Questo non solo perché poteva tornarci utile per un orgazzazione migliore, ma anche perché fin dall’inizio siamo stati chiari che ciò che ci era stato donato, anche se il progetto non fosse partito, sarebbe sicuramente andato nelle mani di chi avrebbe saputo farne buon uso, tutto questo entro fine aprile. E chi meglio di Padre Domenico Domenici? Si, perché purtroppo, come detto sopra, il nostro tempo limite era fine aprile e purtroppo il nostro progetto non è riuscito a decollare come volevamo. Ce l’abbiamo messa tutta, probabilmente chi ci doveva supportare lo ha fatto poco, probabilmente non ha creduto in noi e nella nostra determinazione.
Così in questi giorni passati ci siamo recati a Valmontone, nello specifico nel Convento Francescano dove ci ha accolto Padre Domenico, frate francescano al quale dobbiamo dire grazie per i consigli che ci ha dato all’inizio essendo lui praticissimo di centri accoglienza gestendone uno proprio lì. Oltre ad essere stato l’anima dell’accoglienza di profughi africani provenienti dal Corno d’Africa negli anni ottanta ad Artena.

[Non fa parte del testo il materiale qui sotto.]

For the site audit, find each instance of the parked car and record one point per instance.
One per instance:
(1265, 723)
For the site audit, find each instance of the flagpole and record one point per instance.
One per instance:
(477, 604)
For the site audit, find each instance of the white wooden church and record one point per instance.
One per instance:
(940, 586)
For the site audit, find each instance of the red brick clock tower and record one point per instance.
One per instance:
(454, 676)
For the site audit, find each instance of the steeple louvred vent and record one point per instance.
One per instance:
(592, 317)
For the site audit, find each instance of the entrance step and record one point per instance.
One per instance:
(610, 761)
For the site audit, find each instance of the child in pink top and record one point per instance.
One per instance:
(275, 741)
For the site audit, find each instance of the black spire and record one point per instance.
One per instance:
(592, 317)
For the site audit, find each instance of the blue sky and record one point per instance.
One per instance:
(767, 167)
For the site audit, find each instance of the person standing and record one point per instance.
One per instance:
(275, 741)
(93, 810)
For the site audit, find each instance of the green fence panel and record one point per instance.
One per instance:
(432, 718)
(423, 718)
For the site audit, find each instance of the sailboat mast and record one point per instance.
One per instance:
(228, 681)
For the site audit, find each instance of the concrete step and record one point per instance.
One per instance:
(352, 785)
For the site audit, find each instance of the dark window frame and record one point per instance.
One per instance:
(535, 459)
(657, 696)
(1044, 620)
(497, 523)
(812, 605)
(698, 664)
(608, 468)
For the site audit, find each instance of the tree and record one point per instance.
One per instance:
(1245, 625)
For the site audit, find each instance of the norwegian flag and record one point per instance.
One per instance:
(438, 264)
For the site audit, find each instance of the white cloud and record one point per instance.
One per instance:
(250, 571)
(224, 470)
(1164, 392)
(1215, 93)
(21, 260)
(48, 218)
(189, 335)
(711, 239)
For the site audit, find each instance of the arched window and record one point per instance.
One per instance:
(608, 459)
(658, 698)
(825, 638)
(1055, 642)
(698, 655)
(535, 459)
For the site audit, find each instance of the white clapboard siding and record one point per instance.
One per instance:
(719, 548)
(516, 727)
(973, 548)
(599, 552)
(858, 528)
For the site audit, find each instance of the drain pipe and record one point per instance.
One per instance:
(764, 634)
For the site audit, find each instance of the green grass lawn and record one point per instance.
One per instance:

E’ li, nel convento dove è di stanza padre Domenico, che abbiamo scelto di donare le cose ricevute nella raccolta. Abbiamo scelto lui per il semplice motivo che è un contatto diretto con queste persone. Infatti in questo momento ospita 4 persone di nazionalità Ucraina, ma dall’inizio dell’emergenza ne ha ospitate circa 20.
Per me, ma credo anche per i ragazzi che hanno partecipato con me in questo progetto (Jacopo Giuseppe Felici, Aurora Ippoliti, Leo Latini, Niccolò Pecorari, Sara Caratelli, Sara Fabiani, Mario Frate Marco Zela e Jacopo Palone) l’esperienza è stata molto forte.
Vedere il consenso di Padre Domenico, sentirlo fiducioso nei nostri confronti, la solidarietà che le persone ci hanno dato, è stato per noi un importante esperienza di vita.
Mi sento di ringraziare tutti, dal primo all’ultimo partecipante, che ci ha sostenuto, che ha creduto in noi e che ha reso possibile questo piccolo sogno.